In large dynamic fleets it's hard to keep track of counts and versions of nodes. This is a tool that can observe a running network and gather versions of a specific component. The results are exposed as Prometheus metrics.
$ tally --component '*' --port 8080 --prefix choria_tally
For this to work it uses the normal Choria client configuration to connect to the right middleware using TLS and
listen there.

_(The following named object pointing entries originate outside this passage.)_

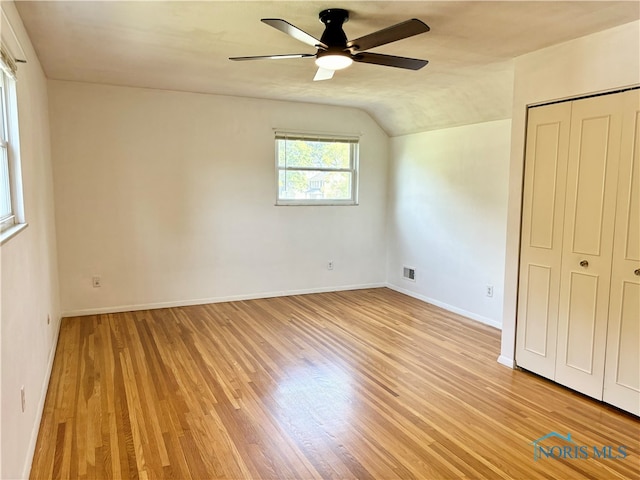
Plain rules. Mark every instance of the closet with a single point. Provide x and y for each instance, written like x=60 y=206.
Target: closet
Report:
x=579 y=281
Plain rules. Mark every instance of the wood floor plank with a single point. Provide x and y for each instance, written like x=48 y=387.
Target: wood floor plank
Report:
x=357 y=384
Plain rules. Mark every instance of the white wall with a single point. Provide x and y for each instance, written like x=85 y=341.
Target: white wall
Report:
x=603 y=61
x=170 y=196
x=29 y=287
x=447 y=214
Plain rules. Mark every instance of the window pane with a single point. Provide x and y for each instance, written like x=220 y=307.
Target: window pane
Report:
x=3 y=131
x=319 y=154
x=314 y=185
x=5 y=193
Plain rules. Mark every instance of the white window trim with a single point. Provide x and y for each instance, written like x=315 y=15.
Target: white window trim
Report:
x=354 y=141
x=11 y=226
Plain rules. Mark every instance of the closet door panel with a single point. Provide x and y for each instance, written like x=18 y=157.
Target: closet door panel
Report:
x=541 y=241
x=592 y=176
x=622 y=368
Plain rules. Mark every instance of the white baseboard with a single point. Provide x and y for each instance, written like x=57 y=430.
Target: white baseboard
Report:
x=450 y=308
x=204 y=301
x=31 y=450
x=506 y=361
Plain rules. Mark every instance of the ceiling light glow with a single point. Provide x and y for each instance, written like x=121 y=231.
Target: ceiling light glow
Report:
x=333 y=61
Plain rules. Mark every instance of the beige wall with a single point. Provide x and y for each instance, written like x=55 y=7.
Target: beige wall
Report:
x=600 y=62
x=447 y=217
x=29 y=288
x=169 y=197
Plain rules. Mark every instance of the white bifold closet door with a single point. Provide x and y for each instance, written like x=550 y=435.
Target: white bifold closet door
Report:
x=592 y=178
x=622 y=366
x=579 y=285
x=541 y=238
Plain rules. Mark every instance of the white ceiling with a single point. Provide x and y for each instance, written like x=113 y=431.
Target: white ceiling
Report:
x=185 y=46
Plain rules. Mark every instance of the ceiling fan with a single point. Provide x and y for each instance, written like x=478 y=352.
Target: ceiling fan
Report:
x=335 y=52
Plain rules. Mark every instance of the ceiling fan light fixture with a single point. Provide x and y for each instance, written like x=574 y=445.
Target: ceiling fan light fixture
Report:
x=334 y=61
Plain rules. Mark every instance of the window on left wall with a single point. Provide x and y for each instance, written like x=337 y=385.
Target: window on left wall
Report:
x=11 y=204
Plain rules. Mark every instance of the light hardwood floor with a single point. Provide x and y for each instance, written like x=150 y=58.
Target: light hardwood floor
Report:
x=367 y=384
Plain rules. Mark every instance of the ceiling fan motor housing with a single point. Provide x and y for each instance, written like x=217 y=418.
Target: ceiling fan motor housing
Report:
x=334 y=36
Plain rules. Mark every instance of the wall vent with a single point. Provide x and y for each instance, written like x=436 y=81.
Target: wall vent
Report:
x=409 y=273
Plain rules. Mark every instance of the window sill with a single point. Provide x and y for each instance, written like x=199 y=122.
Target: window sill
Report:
x=317 y=203
x=11 y=232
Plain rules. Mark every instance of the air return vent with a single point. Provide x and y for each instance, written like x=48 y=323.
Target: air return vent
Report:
x=409 y=273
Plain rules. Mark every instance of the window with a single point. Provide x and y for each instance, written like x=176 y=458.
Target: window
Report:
x=316 y=169
x=11 y=213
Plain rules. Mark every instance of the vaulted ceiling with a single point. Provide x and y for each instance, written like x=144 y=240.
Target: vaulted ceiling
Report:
x=185 y=46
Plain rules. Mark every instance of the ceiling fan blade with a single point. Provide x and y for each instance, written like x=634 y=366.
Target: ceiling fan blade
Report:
x=274 y=57
x=323 y=74
x=390 y=60
x=390 y=34
x=293 y=31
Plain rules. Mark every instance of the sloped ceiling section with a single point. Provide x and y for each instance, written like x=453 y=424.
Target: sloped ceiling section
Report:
x=185 y=46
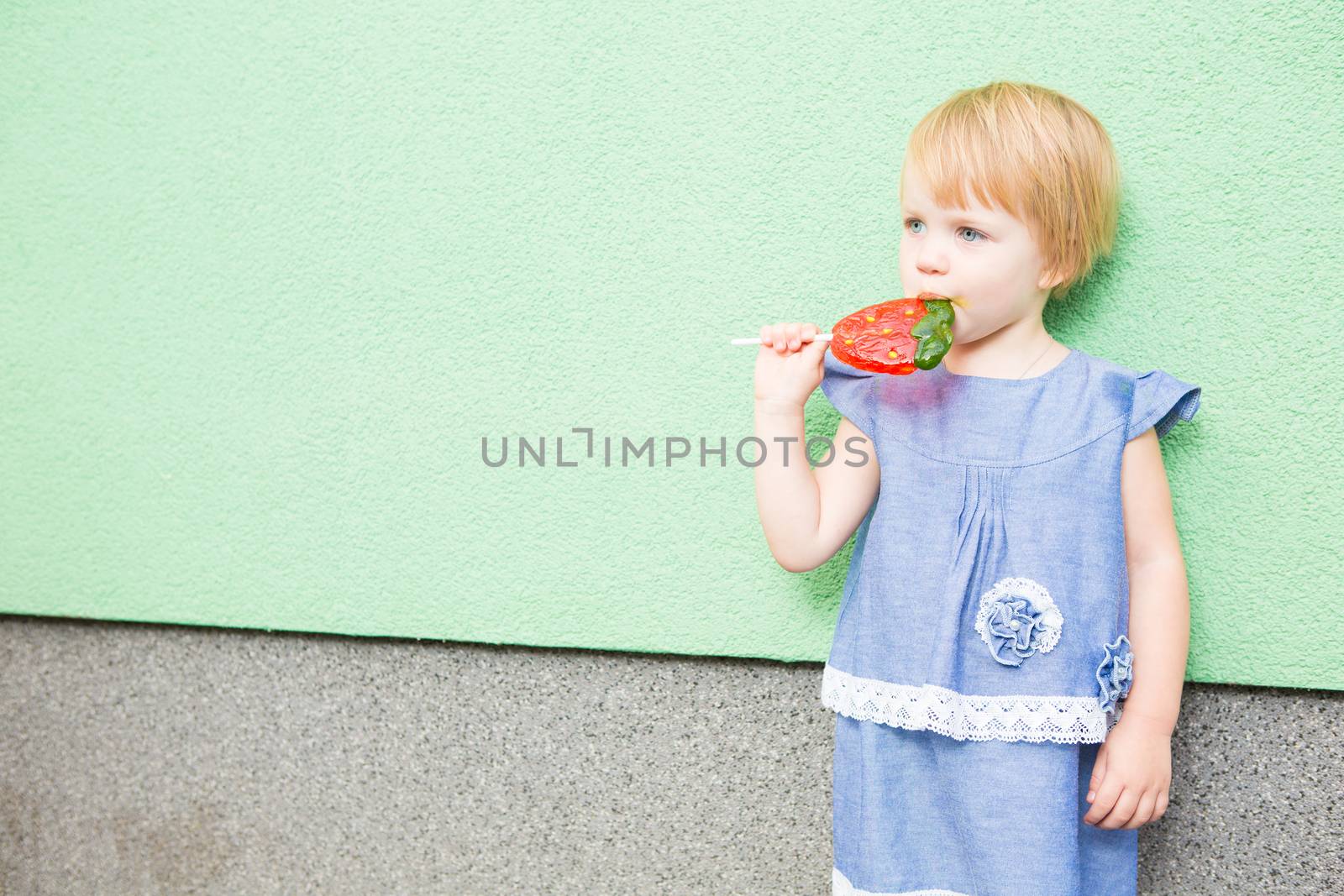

The certificates needed does not need to match the .+.mcollective
pattern, meaning tally will never
make RPC requests to your fleet - it passively listens for advisories.
This will listen on port 8080 for /metrics, it will observe events from the server component and expose metrics as below:
Metric | Description |
---|---|
choria_tally_good_events | Events processed successfully |
choria_tally_process_errors | The number of events received that failed to process |
choria_tally_event_types | The number of events received by type |
choria_tally_versions | Gauge indicating the number of running components by version |
choria_tally_processing_time | The time taken to process events |
choria_tally_nodes_expired | The number of nodes removed during maintenance runs |
Additionally, this tool can also watch Choria Autonomous Agent events, today it supports transition events and exec watchers:
Metric | Description |
---|---|
choria_tally_machine_transition | Information about transition events handled by Choria Autonomous Agents |
choria_tally_exec_watcher_success | Machine exec watcher success runs |
choria_tally_exec_watcher_failures | Number of exec watcher executions that failed |
choria_tally_exec_watcher_runtime | Exec watcher runtime |
If you have any Choria Governors the tool can listen to the events these emit and report on those.
Metric | Description |
---|---|
choria_tally_governor | Events and their types seen per Governor and per Component |
Clustered deployments are problematic since from the perspective of Prometheus the stats will be multiplied by the number of running instances.
When ran with the --election TALLY
flag it will activate leader election against Choria Streams.
Regardless all metrics will have a active
label set which will be 1
on the active node (or only node when leader election is not configured).